Gesetzliche Grundlagen
Wichtige Vorschriften:
- §78 BetrVG – Benachteiligungs- und Begünstigungsverbot
- §37 BetrVG – Ehrenamt und Arbeitsbefreiung
- §38 BetrVG – Freistellung von Betriebsratsmitgliedern
- §119 BetrVG – Strafvorschriften
- Art. 3 GG – Gleichheitsgrundsatz
Ziel des Begünstigungsverbots
Das Begünstigungsverbot soll:
- die Unabhängigkeit des Betriebsrats sichern
- Einflussnahmen verhindern
- Korruption vermeiden
- Gleichbehandlung gewährleisten
- Vertrauen in die Betriebsratsarbeit stärken
- die freie Amtsausübung schützen
Bedeutung des Begünstigungsverbots
Das Begünstigungsverbot beantwortet die Fragen:
«Darf ein Betriebsratsmitglied wegen seines Amtes besser behandelt werden?»
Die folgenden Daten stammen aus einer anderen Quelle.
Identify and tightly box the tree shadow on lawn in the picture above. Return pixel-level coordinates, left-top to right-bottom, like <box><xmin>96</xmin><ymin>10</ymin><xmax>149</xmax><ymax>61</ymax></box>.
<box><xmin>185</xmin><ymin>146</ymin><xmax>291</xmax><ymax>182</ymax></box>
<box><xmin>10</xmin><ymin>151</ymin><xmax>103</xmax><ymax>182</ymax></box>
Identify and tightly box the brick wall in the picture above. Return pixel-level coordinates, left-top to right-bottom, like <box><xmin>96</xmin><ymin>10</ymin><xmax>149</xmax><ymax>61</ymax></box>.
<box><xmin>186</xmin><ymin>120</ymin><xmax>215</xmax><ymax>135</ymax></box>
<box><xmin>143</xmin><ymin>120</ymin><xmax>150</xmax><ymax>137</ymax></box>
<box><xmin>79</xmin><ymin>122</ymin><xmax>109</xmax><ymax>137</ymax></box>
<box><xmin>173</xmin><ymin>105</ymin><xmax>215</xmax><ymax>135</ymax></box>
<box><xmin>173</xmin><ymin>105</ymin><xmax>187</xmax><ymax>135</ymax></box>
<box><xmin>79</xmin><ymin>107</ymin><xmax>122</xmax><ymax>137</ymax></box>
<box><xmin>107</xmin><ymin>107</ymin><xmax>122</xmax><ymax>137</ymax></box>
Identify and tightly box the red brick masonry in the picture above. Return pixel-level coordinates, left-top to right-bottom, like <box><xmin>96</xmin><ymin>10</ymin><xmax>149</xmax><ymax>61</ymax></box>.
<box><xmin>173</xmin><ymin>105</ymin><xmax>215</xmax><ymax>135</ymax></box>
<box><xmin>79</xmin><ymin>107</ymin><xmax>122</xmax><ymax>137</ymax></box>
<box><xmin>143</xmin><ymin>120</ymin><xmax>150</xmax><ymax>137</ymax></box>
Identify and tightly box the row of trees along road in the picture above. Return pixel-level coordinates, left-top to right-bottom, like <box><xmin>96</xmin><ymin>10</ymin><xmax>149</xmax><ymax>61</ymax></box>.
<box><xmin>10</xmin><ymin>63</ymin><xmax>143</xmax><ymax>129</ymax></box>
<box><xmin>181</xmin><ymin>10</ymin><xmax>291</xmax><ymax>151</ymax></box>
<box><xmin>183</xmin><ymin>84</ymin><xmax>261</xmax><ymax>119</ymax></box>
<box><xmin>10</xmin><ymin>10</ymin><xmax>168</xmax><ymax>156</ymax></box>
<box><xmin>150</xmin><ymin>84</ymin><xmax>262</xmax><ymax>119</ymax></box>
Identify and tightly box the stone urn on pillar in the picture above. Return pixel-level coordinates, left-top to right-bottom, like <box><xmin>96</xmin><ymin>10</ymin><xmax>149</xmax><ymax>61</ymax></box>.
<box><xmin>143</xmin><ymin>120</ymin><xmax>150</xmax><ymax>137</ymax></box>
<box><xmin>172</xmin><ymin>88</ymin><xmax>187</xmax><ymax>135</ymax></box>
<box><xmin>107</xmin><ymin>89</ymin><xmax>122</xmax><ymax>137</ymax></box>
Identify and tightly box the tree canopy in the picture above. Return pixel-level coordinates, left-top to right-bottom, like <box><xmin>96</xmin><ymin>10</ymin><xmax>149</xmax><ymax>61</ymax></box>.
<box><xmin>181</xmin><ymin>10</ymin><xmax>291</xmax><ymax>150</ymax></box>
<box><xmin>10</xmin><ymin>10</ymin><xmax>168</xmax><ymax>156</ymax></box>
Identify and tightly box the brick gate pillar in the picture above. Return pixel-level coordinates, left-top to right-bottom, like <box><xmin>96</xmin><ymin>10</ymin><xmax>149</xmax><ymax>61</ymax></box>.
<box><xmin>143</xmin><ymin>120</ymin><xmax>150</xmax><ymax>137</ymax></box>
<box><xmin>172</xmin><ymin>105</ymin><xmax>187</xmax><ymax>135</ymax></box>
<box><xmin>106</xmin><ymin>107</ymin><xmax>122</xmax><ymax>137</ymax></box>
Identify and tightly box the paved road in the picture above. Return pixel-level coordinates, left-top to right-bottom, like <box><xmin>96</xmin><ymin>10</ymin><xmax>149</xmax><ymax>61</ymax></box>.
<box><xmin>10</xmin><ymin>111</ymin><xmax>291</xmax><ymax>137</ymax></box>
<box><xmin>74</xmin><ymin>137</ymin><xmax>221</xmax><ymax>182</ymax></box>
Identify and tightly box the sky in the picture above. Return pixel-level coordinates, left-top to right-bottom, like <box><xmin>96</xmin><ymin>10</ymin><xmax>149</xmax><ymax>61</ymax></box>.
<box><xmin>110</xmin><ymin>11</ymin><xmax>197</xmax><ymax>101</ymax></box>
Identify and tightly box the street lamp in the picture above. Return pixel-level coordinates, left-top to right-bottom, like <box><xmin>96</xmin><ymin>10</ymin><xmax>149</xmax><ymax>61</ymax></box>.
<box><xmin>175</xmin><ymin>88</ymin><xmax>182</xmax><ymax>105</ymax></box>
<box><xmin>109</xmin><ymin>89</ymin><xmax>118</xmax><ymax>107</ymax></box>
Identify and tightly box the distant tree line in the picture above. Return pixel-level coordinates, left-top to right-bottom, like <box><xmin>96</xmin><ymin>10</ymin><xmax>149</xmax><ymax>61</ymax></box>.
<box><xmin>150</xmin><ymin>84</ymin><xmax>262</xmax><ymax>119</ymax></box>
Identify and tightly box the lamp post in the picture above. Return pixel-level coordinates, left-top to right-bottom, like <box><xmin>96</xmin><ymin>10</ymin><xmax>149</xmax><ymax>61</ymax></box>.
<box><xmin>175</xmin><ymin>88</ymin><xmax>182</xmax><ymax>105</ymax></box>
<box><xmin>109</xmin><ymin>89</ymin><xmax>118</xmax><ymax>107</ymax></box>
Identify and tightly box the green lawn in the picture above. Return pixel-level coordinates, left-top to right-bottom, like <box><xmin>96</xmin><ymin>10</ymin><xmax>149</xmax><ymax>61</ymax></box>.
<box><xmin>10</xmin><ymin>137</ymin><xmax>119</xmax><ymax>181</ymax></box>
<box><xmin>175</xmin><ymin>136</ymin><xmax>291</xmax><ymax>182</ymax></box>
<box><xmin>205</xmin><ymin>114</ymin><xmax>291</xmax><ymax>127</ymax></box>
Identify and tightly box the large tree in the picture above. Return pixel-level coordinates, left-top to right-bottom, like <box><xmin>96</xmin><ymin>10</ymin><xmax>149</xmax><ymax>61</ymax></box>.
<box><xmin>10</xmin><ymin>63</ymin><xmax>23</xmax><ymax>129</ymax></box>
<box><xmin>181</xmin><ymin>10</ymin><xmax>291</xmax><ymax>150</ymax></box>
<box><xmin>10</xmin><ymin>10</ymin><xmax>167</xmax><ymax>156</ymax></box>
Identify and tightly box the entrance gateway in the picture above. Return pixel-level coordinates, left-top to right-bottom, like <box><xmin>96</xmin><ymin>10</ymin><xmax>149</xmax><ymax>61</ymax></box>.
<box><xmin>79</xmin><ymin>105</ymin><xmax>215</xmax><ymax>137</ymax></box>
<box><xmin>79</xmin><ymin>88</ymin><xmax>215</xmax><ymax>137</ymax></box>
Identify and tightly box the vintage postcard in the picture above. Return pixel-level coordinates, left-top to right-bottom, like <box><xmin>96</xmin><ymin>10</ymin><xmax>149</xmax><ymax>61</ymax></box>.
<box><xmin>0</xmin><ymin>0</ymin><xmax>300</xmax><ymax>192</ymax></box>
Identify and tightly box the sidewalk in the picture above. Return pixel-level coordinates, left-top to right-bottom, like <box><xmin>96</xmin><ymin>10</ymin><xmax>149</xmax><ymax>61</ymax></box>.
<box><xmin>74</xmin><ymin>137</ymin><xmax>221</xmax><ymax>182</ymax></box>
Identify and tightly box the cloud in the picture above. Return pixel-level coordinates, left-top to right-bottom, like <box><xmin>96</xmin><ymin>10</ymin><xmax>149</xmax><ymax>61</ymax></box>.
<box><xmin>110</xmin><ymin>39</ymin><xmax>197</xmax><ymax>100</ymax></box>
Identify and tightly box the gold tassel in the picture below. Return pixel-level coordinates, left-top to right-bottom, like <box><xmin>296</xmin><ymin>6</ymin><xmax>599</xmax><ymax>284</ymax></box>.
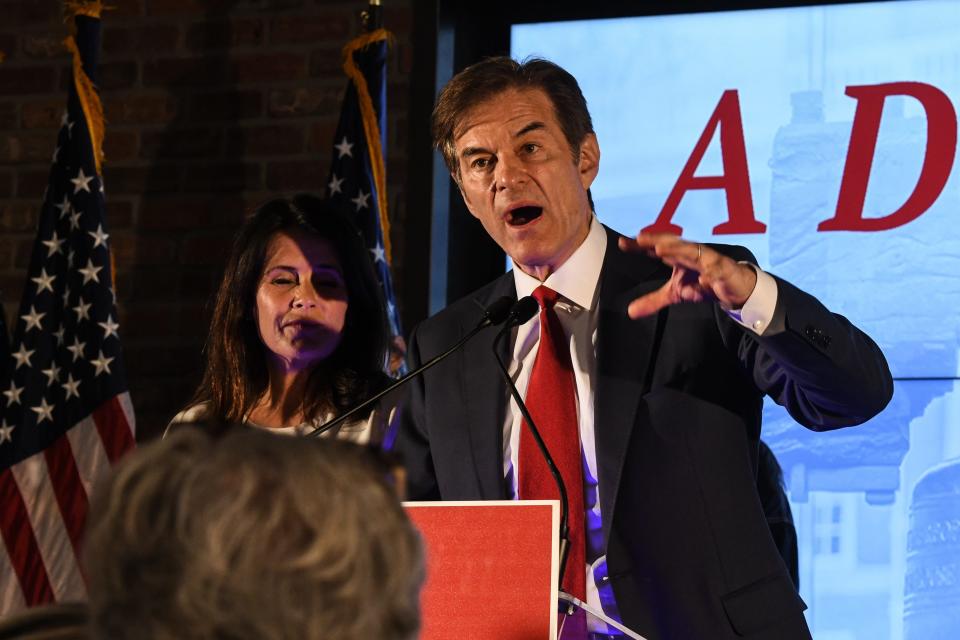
<box><xmin>63</xmin><ymin>0</ymin><xmax>107</xmax><ymax>20</ymax></box>
<box><xmin>343</xmin><ymin>29</ymin><xmax>393</xmax><ymax>265</ymax></box>
<box><xmin>64</xmin><ymin>36</ymin><xmax>104</xmax><ymax>176</ymax></box>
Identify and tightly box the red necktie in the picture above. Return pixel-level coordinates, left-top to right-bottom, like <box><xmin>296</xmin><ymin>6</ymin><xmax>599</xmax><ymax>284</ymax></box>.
<box><xmin>518</xmin><ymin>285</ymin><xmax>587</xmax><ymax>640</ymax></box>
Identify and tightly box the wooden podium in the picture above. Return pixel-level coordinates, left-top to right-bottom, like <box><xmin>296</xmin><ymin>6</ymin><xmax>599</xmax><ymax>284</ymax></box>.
<box><xmin>404</xmin><ymin>500</ymin><xmax>560</xmax><ymax>640</ymax></box>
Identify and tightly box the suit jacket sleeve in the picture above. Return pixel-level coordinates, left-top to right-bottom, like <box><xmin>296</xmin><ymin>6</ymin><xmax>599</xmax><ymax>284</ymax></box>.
<box><xmin>717</xmin><ymin>270</ymin><xmax>893</xmax><ymax>431</ymax></box>
<box><xmin>395</xmin><ymin>325</ymin><xmax>440</xmax><ymax>500</ymax></box>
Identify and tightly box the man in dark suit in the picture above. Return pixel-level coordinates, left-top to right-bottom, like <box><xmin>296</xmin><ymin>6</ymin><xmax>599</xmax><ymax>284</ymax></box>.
<box><xmin>397</xmin><ymin>58</ymin><xmax>892</xmax><ymax>640</ymax></box>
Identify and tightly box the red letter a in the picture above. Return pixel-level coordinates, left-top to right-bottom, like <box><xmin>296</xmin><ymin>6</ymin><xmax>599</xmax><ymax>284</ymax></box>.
<box><xmin>817</xmin><ymin>82</ymin><xmax>957</xmax><ymax>231</ymax></box>
<box><xmin>643</xmin><ymin>89</ymin><xmax>767</xmax><ymax>235</ymax></box>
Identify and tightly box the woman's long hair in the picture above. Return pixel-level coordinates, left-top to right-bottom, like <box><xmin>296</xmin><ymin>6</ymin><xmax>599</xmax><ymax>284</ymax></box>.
<box><xmin>194</xmin><ymin>194</ymin><xmax>389</xmax><ymax>428</ymax></box>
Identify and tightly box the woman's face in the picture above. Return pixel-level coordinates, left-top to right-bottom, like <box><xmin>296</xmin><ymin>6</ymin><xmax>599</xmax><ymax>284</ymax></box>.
<box><xmin>256</xmin><ymin>231</ymin><xmax>347</xmax><ymax>371</ymax></box>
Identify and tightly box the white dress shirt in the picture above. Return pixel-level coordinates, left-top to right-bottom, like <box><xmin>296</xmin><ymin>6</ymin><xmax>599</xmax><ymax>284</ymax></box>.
<box><xmin>503</xmin><ymin>216</ymin><xmax>777</xmax><ymax>633</ymax></box>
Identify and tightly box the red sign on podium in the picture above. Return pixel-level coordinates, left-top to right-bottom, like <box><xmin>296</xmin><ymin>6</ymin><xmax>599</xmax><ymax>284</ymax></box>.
<box><xmin>404</xmin><ymin>500</ymin><xmax>560</xmax><ymax>640</ymax></box>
«Welche Vorteile sind unzulässig?»
«Wann ist eine unterschiedliche Behandlung erlaubt?»
Grundsatz:
*Weder Nachteile noch Vorteile dürfen allein wegen der Betriebsratstätigkeit gewährt werden.
Grundprinzip
Betriebsratsamt
⬇️
keine Benachteiligung
⬇️
keine Begünstigung
⬇️
Gleichbehandlung
Was bedeutet Begünstigung?
Eine Begünstigung liegt vor,
wenn ein Betriebsratsmitglied wegen seines Amtes einen Vorteil erhält,
den vergleichbare Beschäftigte unter denselben Voraussetzungen nicht erhalten würden.
Entscheidend ist also nicht der Vorteil an sich,
sondern der Zusammenhang mit der Betriebsratstätigkeit.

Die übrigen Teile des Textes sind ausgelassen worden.